Esa cálida noche de julio, comiéndose con la vista un
anochecer en una playa del Mediterráneo, mientras él susurraba palabras de amor
y promesas de eternidad, con la luna llena al fondo, —como postal turística—
que recortaba sus cuerpos entrelazados, Susana se entregó a la pasión en la
arena de la playa. No podía ser más feliz, todos sus sueños se estaban
cumpliendo.
Germinó el amor y los cambios de su cuerpo anunciaron
una nueva vida, solo quedaba adelantar el baile nupcial, confeccionar su
vestido de princesa de cuento, con algo nuevo, algo usado y algo azul, pero no,
eso no hacía falta, ¡llevaba su príncipe!
No
faltó el popurrí musical de película, sonó la marcha nupcial de Mendelssohn, caminó sobre
una senda de pétalos de rosa, hacia el altar donde regalar el “sí quiero”
y recoger el aplauso de todos sus familiares y amigos, después el Aleluya de Händel
y “puedes besar a la novia”. Terminó llorando
con el Ave María de Schubert.
La música del vals del Danubio
Azul de Strauss explotó con todo
su color en el ansiado baile que, por supuesto, abrieron los novios.
Un noviazgo de método, una boda
de cuento, de ensueño, la ilusión de muchas doncellas. Susi no podía ser más
feliz.
Pasaron años de inmersión paulatina en lo real,
la historia se tornaba dramática, en un escenario de ausencia de igualdad.

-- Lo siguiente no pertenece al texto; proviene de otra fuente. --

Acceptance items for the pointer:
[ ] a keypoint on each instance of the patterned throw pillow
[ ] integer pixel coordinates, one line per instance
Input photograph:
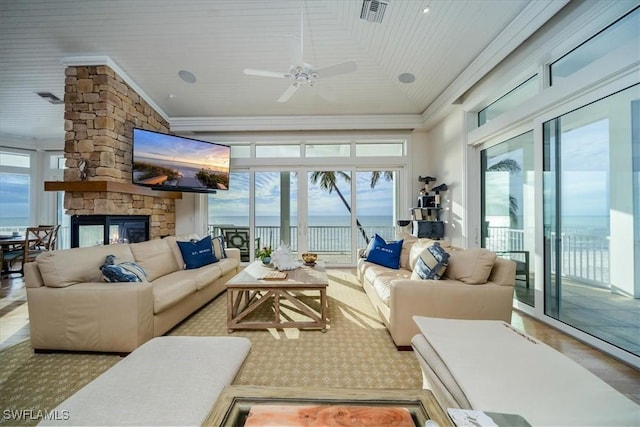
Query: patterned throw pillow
(432, 263)
(218, 247)
(386, 254)
(197, 253)
(123, 272)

Cuando sus luces se encienden, Susana pasa de ser la
actriz protagonista a permanecer entre bambalinas Todo lo soñado se esfuma como
atrezo mentiroso de obra de teatro. Se sentía la gran engañada. El amor se convirtió en sumisión, la atención
en humillación, la pasión en abuso, el regalo en exigencia, la palabra amable
en insulto. De princesa a cenicienta sin esperanza, era el cuento al revés.
Gerardo —su hombre—era
el único director y actor de la historia, al margen de sus deseos. Teje su nido
con relleno de plumas y con barrotes de hierro.
No puede, ni sabe
escapar y tampoco sabe si hacerlo,
— ¡Todo esto pasará!, Gerardo es un hombre bueno, es su duro trabajo el
que le torna severo, sus jefes le enfadan y poco le pagan y cansado llega a su
hogar, donde descansa y espera ¡claro está! ser el rey de la casa.
El tiempo pasa y no
mejora, cada día está más atrapada, más apartada. Trabajar fuera de casa, ¡ni
se permitía pensarlo!
Con pasos felinos, con
sorpresa, la violencia aparece. Brota el miedo a ser golpeada, a ser torturada,
¡no podía suponer desgracia peor! Era como vivir muerta o morir viva. En la certidumbre que su lucha es estéril.
Así no podía vivir.
—… pero mis tres hijos me necesitan y necesitan a su padre, para Gerardito,
Candela y Pedro, Gerardo, su padre, es lo mejor. ¡No sabría hacerlo sola!
Y vuelve al inicio, a
través de la fantasía de los cuentos, crea una nueva quimera, donde su nuevo relato
comienza con...”Erase una vez un hombre
bueno…”
Y aguanta.
El entorno se da cuenta
y le advierte. Ella calla y consiente.
De manera casual, sufre
accidentes, cae por las escaleras, resbala de una silla mientras limpia o se
choca con una puerta, ¡todos saben lo que pasa!
Ella no acusa, el
entorno tolera.
El magazín de la mañana
lo anuncia, es la número 63 del año, otro mal cruce del destino, ya no importa
el nombre, Susana, es otra más en esa cruenta estadística, otro crimen de
hombre bueno, de enamorado, del imperio de los celos.
De nuevo la música,
danza macabra, es el baile de las princesas muertas.